Wenn die NRW-Gesundheitsministerin Birgit Fischer gute Stimmung macht wie jüngst am
18.September beim 89.Unternehmertreff, dann trumpft sie mit eindrucksvollen Zahlen aus dem Ruhrgebiet auf. Fast 51000 Betten stehen in 133 Kliniken, was
»in der Patientenversorgung einen Spitzenplatz in Europa bedeutet«. Hinzu kommen knapp 6000 niedergelassene Ärztinnen und Ärzte und
3000 Zahnärzte und Kieferorthopäden, rund 70 bio-medizinische Unternehmen und drei Universitäten mit medizinischen Fakultäten.

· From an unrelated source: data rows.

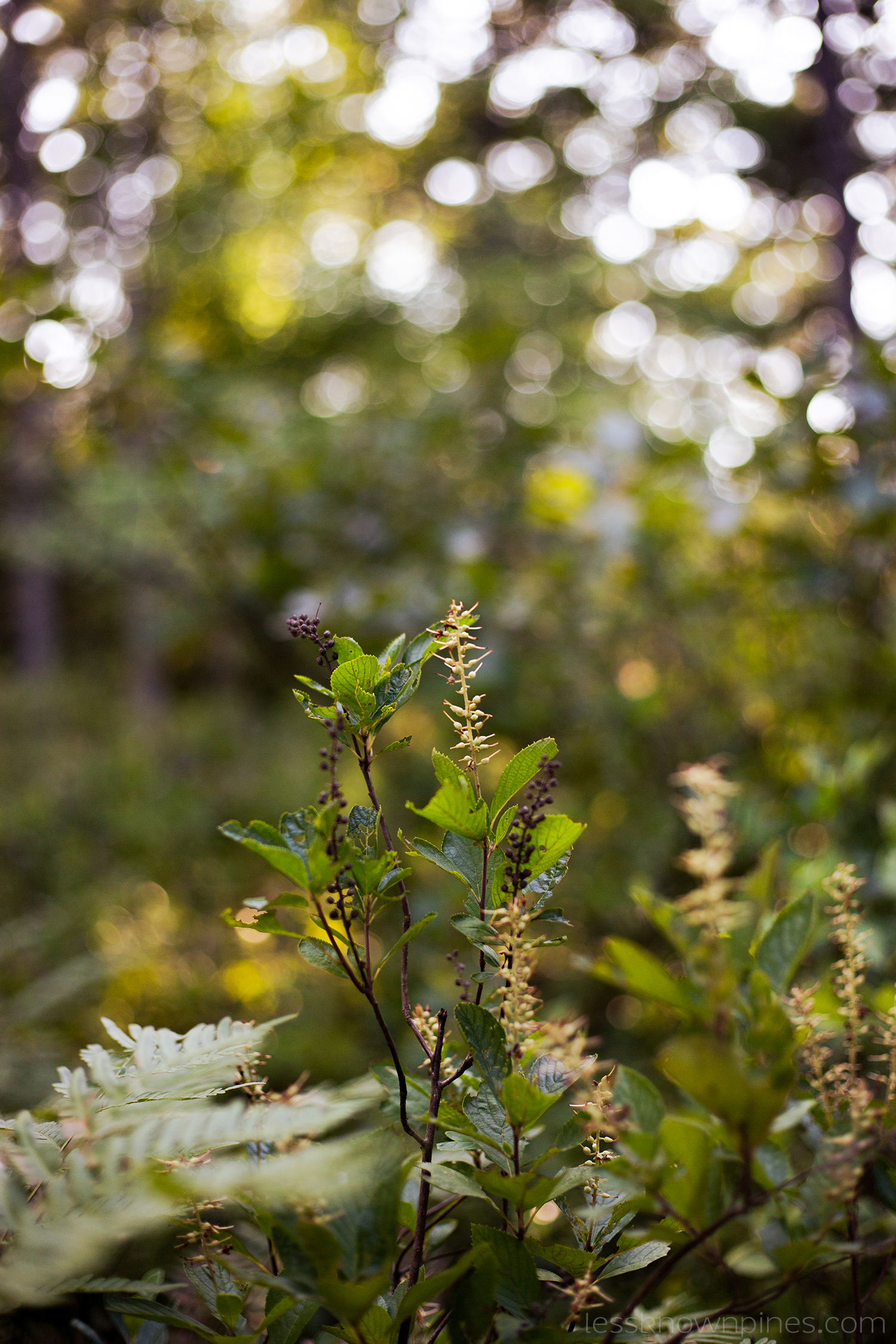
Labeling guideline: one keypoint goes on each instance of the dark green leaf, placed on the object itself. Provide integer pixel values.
(519, 771)
(641, 974)
(550, 1076)
(487, 1041)
(524, 1103)
(158, 1312)
(517, 1287)
(478, 933)
(395, 746)
(435, 1284)
(553, 837)
(643, 1100)
(570, 1259)
(784, 945)
(488, 1116)
(321, 956)
(287, 1328)
(637, 1259)
(363, 824)
(456, 808)
(391, 653)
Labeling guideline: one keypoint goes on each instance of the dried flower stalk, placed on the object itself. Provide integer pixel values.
(704, 809)
(464, 659)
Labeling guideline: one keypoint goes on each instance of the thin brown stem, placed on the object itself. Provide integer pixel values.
(854, 1271)
(667, 1266)
(366, 760)
(483, 898)
(424, 1201)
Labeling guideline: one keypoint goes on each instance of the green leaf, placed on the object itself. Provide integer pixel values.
(347, 649)
(643, 1100)
(570, 1259)
(448, 771)
(478, 933)
(785, 943)
(487, 1041)
(321, 956)
(488, 1116)
(641, 974)
(524, 1103)
(229, 1307)
(550, 1076)
(354, 685)
(435, 1284)
(637, 1259)
(363, 824)
(263, 922)
(391, 653)
(349, 1302)
(287, 1327)
(88, 1284)
(517, 1288)
(519, 771)
(455, 1179)
(158, 1312)
(421, 648)
(263, 840)
(395, 746)
(406, 937)
(456, 808)
(715, 1074)
(553, 837)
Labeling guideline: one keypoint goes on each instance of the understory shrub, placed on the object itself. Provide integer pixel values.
(490, 1179)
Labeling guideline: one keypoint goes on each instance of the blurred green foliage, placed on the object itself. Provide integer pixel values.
(165, 517)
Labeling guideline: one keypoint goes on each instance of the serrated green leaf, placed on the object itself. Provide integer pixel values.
(477, 932)
(487, 1115)
(432, 1287)
(321, 956)
(487, 1041)
(347, 649)
(641, 974)
(570, 1259)
(517, 1288)
(643, 1100)
(395, 746)
(523, 1103)
(287, 1327)
(456, 808)
(158, 1312)
(391, 653)
(519, 771)
(363, 824)
(354, 683)
(637, 1259)
(553, 837)
(785, 943)
(349, 1302)
(453, 1179)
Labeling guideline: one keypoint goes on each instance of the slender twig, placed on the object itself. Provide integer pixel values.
(422, 1205)
(879, 1280)
(483, 898)
(457, 1073)
(440, 1325)
(854, 1271)
(364, 760)
(667, 1266)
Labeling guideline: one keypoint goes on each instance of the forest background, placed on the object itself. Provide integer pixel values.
(584, 314)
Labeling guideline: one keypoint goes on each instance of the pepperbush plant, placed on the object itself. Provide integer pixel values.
(753, 1171)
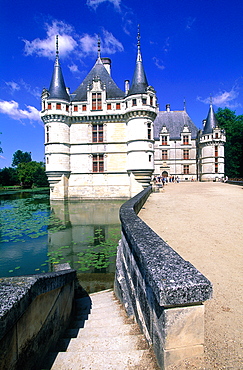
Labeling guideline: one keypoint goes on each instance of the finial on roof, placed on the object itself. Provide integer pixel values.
(57, 51)
(184, 102)
(139, 56)
(98, 46)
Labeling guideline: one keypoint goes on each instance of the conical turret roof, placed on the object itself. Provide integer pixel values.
(139, 82)
(57, 88)
(211, 121)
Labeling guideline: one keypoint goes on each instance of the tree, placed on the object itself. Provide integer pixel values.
(32, 174)
(233, 126)
(20, 157)
(8, 176)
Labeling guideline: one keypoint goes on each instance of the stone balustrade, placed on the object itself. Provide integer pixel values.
(163, 292)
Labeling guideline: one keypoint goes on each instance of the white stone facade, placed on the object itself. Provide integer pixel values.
(103, 143)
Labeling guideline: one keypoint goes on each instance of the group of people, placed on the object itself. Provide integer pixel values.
(161, 180)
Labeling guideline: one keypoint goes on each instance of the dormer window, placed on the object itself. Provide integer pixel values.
(185, 139)
(97, 133)
(164, 140)
(96, 101)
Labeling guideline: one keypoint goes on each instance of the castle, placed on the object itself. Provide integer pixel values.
(102, 142)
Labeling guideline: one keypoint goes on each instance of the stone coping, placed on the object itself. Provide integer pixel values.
(17, 293)
(173, 280)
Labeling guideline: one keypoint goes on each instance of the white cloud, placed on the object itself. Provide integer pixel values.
(13, 86)
(109, 44)
(47, 46)
(223, 98)
(73, 68)
(11, 108)
(189, 22)
(158, 63)
(95, 3)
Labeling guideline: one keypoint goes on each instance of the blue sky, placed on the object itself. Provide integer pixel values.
(191, 50)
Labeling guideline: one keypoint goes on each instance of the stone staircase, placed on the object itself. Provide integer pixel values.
(102, 337)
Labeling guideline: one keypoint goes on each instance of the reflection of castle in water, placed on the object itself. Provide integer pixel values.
(87, 228)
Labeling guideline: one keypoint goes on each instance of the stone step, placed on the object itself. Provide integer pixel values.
(121, 343)
(126, 329)
(142, 360)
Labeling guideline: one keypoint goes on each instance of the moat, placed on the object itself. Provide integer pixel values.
(36, 234)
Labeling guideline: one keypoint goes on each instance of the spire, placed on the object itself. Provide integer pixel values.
(139, 82)
(57, 88)
(211, 121)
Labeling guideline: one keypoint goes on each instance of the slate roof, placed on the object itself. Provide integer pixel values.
(139, 82)
(174, 122)
(211, 121)
(57, 88)
(99, 70)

»Die Gesundheitswirtschaft ist leistungsstarker Motor für den Aufschwung im Ruhrgebiet.«
Im Zusammenhang mit der aktuellen Runde der Krankenhausplanung in NRW deutet die Ministerin
genau diesen »Spitzenplatz« ganz entgegengesetzt als »Überversorgung«. Seit Ende Dezember 2001 müssen die
Krankenhäuser in regionalen Planungsrunden, moderiert von den Krankenkassen, sich selbst 9500 Betten wegstreichen. Lediglich eine
»Grundversorgung« wohnortnah im Umkreis von 20 Kilometern soll es danach geben. Im Ballungszentrum zwischen Duisburg und
Dortmund kann damit jedes Krankenhaus von seinen Konkurrenten auf die Abschussliste gesetzt werden.
Da unterbieten sich die Krankenhäuser gegenseitig mit Sonderangeboten an AOK, Barmer
oder BKK. Sie treibt die Hoffnung, zum Schluss, wenn auch gerupft, so doch wenigstens zu den Überlebenden zu gehören. Und darum beschwören
sie ihre Beschäftigten, mit gehörigen Opfern ihre Arbeitsplätze sichern zu helfen.

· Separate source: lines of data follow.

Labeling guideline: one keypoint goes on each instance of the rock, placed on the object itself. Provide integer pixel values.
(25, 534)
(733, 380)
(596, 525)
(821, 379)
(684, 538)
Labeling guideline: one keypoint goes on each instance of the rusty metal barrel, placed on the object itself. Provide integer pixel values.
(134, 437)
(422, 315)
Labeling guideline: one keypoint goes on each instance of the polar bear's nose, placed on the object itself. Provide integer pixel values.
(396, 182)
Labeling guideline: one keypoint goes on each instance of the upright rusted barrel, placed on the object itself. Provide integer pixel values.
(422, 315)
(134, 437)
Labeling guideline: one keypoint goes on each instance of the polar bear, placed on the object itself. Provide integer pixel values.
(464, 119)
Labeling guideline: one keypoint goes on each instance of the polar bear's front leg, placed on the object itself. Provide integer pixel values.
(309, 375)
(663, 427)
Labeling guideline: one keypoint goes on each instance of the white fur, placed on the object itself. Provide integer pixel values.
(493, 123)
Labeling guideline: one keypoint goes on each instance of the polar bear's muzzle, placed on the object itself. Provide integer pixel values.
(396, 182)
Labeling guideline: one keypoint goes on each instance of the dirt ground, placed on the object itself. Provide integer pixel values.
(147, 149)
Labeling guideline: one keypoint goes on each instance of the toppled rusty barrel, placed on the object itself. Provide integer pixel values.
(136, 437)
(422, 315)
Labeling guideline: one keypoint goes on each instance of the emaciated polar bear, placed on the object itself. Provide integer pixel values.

Die Hälfte der Häuser werden von kirchlichen Trägern betrieben. Die haben in
diesem Preiskampf den Vorteil, ungebunden von Tarifverträgen und ungehindert durch Betriebs- oder Personalräte in die Abwärtsspirale abtauchen
zu können. So konnte das evangelische Bethesda-Krankenhaus in Essen mit seiner Mitarbeitervertretung vereinbaren, die Arbeitszeit um eine Stunde in der
Woche zu verlängern, das Weihnachtsgeld um 20% und den Monatslohn um 8% zu kürzen. Dagegen steht dort die zweifelhafte Hoffnung, wenigstens die
Hälfte der Arbeitsplätze retten zu können.

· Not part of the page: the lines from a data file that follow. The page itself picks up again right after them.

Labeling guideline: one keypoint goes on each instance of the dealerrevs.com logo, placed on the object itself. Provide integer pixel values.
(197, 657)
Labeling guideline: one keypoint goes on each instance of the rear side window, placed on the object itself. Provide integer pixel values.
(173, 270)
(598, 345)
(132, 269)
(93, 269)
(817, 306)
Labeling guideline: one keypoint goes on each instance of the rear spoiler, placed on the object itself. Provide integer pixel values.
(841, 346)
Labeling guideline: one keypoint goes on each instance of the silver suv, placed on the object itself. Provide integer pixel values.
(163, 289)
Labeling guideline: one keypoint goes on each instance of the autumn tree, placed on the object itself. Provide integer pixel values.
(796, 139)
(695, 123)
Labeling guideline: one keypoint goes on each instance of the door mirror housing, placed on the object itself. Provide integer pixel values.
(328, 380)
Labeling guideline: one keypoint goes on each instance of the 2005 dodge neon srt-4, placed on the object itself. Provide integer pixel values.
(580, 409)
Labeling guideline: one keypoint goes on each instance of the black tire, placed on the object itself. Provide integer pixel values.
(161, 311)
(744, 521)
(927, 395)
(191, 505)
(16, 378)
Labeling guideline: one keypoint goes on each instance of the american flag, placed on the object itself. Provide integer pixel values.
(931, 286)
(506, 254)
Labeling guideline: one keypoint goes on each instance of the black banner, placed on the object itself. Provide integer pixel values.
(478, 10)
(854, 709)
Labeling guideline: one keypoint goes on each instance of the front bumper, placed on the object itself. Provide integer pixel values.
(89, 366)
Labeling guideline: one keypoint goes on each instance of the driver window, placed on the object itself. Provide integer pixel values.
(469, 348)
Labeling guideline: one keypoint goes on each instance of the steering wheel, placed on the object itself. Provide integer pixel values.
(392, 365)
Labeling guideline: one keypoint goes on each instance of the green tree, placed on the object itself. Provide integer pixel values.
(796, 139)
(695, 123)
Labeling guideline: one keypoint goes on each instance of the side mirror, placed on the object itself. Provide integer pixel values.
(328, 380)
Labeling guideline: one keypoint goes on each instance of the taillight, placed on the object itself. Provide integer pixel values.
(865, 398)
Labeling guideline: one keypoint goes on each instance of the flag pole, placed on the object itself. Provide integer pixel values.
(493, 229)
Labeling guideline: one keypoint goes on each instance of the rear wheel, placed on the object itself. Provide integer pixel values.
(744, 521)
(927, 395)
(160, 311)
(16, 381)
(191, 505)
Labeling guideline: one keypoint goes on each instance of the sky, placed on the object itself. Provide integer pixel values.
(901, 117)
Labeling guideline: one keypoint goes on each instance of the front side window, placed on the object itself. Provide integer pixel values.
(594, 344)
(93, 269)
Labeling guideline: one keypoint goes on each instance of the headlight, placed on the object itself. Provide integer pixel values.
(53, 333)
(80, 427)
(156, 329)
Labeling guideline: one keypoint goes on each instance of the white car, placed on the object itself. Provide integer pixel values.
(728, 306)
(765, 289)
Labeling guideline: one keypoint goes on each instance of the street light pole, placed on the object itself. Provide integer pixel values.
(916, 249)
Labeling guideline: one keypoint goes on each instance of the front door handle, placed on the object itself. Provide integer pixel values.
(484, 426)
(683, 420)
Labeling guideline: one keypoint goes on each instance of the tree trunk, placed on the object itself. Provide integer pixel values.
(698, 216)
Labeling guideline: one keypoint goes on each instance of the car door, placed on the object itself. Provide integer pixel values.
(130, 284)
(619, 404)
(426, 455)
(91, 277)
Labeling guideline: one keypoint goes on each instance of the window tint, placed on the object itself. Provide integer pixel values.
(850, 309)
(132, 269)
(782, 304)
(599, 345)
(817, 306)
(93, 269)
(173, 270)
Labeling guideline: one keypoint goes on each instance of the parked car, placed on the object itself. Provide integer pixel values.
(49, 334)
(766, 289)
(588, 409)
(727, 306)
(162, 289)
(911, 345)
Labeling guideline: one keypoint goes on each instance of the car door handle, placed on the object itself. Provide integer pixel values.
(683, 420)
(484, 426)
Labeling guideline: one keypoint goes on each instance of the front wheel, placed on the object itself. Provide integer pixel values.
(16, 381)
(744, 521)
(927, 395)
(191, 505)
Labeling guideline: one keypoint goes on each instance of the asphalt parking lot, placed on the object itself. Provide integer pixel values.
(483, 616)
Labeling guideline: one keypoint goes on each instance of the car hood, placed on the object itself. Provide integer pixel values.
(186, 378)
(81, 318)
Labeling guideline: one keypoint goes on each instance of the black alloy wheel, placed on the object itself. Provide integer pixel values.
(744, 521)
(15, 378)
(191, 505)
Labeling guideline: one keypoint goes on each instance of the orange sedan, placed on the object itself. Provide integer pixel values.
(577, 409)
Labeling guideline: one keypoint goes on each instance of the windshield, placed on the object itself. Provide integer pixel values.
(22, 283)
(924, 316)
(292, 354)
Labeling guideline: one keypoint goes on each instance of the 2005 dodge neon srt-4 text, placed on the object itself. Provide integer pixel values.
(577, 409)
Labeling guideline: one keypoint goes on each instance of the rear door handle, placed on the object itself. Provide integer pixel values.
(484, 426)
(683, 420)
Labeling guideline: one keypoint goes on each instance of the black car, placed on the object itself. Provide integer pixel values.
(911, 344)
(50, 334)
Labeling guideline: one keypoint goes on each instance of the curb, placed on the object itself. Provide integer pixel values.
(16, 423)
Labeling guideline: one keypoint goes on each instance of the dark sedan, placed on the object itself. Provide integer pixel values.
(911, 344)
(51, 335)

Hierbei spielt der örtliche Bedarf an Gesundheitsversorgung, die Patienten und ihre
Krankheiten, wenigstens als Idee noch eine Rolle. Im parallel bevorstehenden ersten Jahr der Einführung landesweit einheitlicher Preise für
Krankenhausleistungen sortiert die unsichtbare Hand des Marktes. Ungeachtet der medizinischen und pflegerischen Kompetenz geraten jetzt die wirtschaftlich
Schwächeren auf die schiefe Bahn; wer aber hat, dem wird gegeben.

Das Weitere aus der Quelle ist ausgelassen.